The Software Story Board

Jordan Pollack

                 It is clearly necessary for a s/w company to file patents on whatever
                 unique ideas it comes up with, even at $20k/shot, rather than leave itself
                 open for the kind of aggressive cloning which allowed Microsoft to absorb
                 every OS utility, every text-editor and spreadsheet improvement.

                 Copyrights only protect sequences of bytes, source and object code, along
                 with documentation and images, but doesn't protect the story, so other
                 programmers can reimplement the story once it has been told. Copyright
                 just isn't enough protection for software, because unlike art, music, or
                 literature, the readers don't care about expression, they only care about the
                 story.

                 If Bill decided to steal Will's story about star crossed lovers, people still
                 care deeply about Shakespeare's expression that copyrights protect him.
                 Not so for Bricklin's Visicalc or NCSA's Mosaic. Lotus and Netscape told
                 the same stories. Excel and Explorer tell the same stories. It's not healthy
                 competition which is unleashed without patent protection, it is biggest fish
                 eats best.

                 The "story" for software is the insight that the implementation of a
                 mechanism solves a valuable problem. It is, like the Wright brothers' idea to
                 balance an unstable airplane through wing-warping, difficult to patent
                 because once the story is told, others can tell it in different and even
                 improved ways - like Ailerons.

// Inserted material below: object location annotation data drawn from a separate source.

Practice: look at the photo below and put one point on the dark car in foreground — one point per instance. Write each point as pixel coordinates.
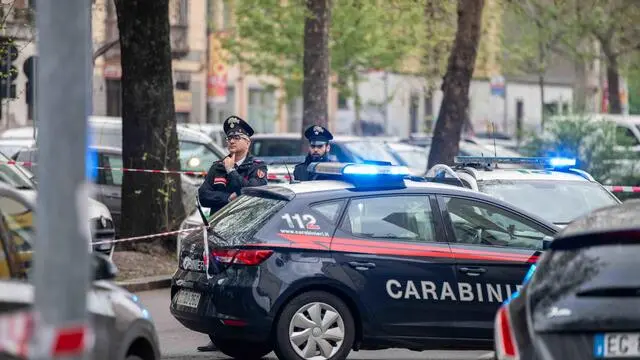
(582, 300)
(368, 260)
(122, 325)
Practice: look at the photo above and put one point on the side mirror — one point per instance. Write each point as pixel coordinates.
(103, 267)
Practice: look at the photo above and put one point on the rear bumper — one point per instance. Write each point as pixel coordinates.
(228, 306)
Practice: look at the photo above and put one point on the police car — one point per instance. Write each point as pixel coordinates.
(549, 187)
(367, 260)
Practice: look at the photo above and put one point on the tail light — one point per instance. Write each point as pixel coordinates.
(504, 340)
(241, 256)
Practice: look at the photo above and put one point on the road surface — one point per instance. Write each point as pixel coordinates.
(179, 343)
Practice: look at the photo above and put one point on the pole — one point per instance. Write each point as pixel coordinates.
(8, 80)
(62, 270)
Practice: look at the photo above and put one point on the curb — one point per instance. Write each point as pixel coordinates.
(146, 283)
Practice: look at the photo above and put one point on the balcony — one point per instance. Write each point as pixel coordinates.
(179, 22)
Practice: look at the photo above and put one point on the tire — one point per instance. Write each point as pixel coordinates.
(241, 350)
(339, 334)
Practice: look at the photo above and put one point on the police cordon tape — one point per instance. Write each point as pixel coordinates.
(23, 335)
(146, 237)
(612, 188)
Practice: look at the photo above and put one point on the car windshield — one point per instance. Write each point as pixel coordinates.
(369, 150)
(196, 156)
(240, 220)
(557, 201)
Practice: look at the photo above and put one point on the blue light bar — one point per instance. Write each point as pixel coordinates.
(362, 175)
(555, 162)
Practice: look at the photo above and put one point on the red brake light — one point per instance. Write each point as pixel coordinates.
(241, 256)
(504, 340)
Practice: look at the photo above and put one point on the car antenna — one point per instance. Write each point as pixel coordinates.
(493, 135)
(289, 173)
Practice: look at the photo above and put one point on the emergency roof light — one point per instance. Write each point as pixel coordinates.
(362, 175)
(553, 162)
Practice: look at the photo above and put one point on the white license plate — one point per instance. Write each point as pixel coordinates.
(617, 345)
(188, 298)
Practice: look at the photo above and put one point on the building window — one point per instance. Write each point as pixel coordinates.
(182, 117)
(261, 109)
(294, 112)
(114, 97)
(219, 112)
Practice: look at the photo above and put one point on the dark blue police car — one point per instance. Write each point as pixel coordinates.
(369, 260)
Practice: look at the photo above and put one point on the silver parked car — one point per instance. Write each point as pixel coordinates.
(123, 327)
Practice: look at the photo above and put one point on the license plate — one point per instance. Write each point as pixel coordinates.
(188, 298)
(617, 345)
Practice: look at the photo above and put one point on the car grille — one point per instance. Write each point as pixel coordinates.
(102, 233)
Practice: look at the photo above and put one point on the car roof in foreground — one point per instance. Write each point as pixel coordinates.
(607, 221)
(526, 174)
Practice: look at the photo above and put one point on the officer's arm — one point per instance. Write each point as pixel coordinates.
(257, 176)
(212, 195)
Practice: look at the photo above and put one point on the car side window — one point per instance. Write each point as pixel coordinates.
(405, 218)
(329, 209)
(113, 177)
(479, 223)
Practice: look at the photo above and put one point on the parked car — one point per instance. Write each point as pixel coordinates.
(109, 181)
(197, 150)
(23, 180)
(125, 329)
(580, 301)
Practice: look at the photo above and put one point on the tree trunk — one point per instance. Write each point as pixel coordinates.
(613, 84)
(315, 87)
(151, 203)
(455, 86)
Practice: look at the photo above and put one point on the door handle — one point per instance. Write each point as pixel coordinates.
(361, 265)
(473, 271)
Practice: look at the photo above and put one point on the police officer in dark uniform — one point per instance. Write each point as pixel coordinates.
(319, 148)
(228, 176)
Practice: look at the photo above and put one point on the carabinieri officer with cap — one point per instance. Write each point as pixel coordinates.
(319, 148)
(239, 169)
(228, 176)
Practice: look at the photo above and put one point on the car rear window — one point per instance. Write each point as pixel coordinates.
(237, 223)
(557, 201)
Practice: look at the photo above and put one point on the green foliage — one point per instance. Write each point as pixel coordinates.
(595, 144)
(365, 34)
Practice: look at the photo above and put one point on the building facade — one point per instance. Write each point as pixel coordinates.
(187, 19)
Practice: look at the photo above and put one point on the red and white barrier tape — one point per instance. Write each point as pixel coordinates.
(145, 237)
(626, 189)
(20, 337)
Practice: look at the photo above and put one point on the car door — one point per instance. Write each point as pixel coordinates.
(393, 249)
(111, 184)
(494, 248)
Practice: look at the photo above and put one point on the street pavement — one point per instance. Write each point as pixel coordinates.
(179, 343)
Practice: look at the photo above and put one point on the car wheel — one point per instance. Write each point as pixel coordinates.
(315, 325)
(241, 349)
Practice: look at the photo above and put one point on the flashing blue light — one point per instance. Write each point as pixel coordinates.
(562, 162)
(529, 274)
(91, 161)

                 Software stories like "data compression system which swaps the c and d
                 drive after booting," "carnage game with 3D linear texture mapping," "table
                 in which each cell can hold a calculated expression," and "multiple
                 processes communicating to the user through overlapping screen boxes,"
                 should have been afforded protection from larger predators. If enough
                 companies and universities who have had their valuable software stories
                 "retold" got together a lobbying effort, a new story protection system could
                 be brought up within a decade.

                 My idea to replace patents is a 5-7 year "Story Exclusive," with a new
                 self-supporting public/private spinoff of the PTO called the "Software Story
                 Board" (SSB). Heres how it could work: You apply to the SSB with a
                 working model implementation and the complete key-escrow-encrypted
                 source code, the story and its exclusive claims. These stories and claims
                 are published daily on a website which is publically examined, say, by
                 Slashdot readers, who voraciously search precedents and argue for 3
                 months. (Advertisement banners on the web site will pay for everything:)
                 This avoids the need for a corps of examiners and secrecy. After a couple
                 of cycles of claim refinement, the exclusive story can be rejected or
                 granted, and 5-7 years from the filing date, the source is unlocked for
                 others to study. Certain claims (like AI) will require examination of the
                 working model.

                 Given legal exclusivity on a software or business model "story," licensing
                 deals prior to expiration could be made which include equity or extend
                 royalties beyond the expiration date. Somehow I feel like Bricklin ought to
                 get a royalty on Excel, and that Urbana ought to be paved in gold.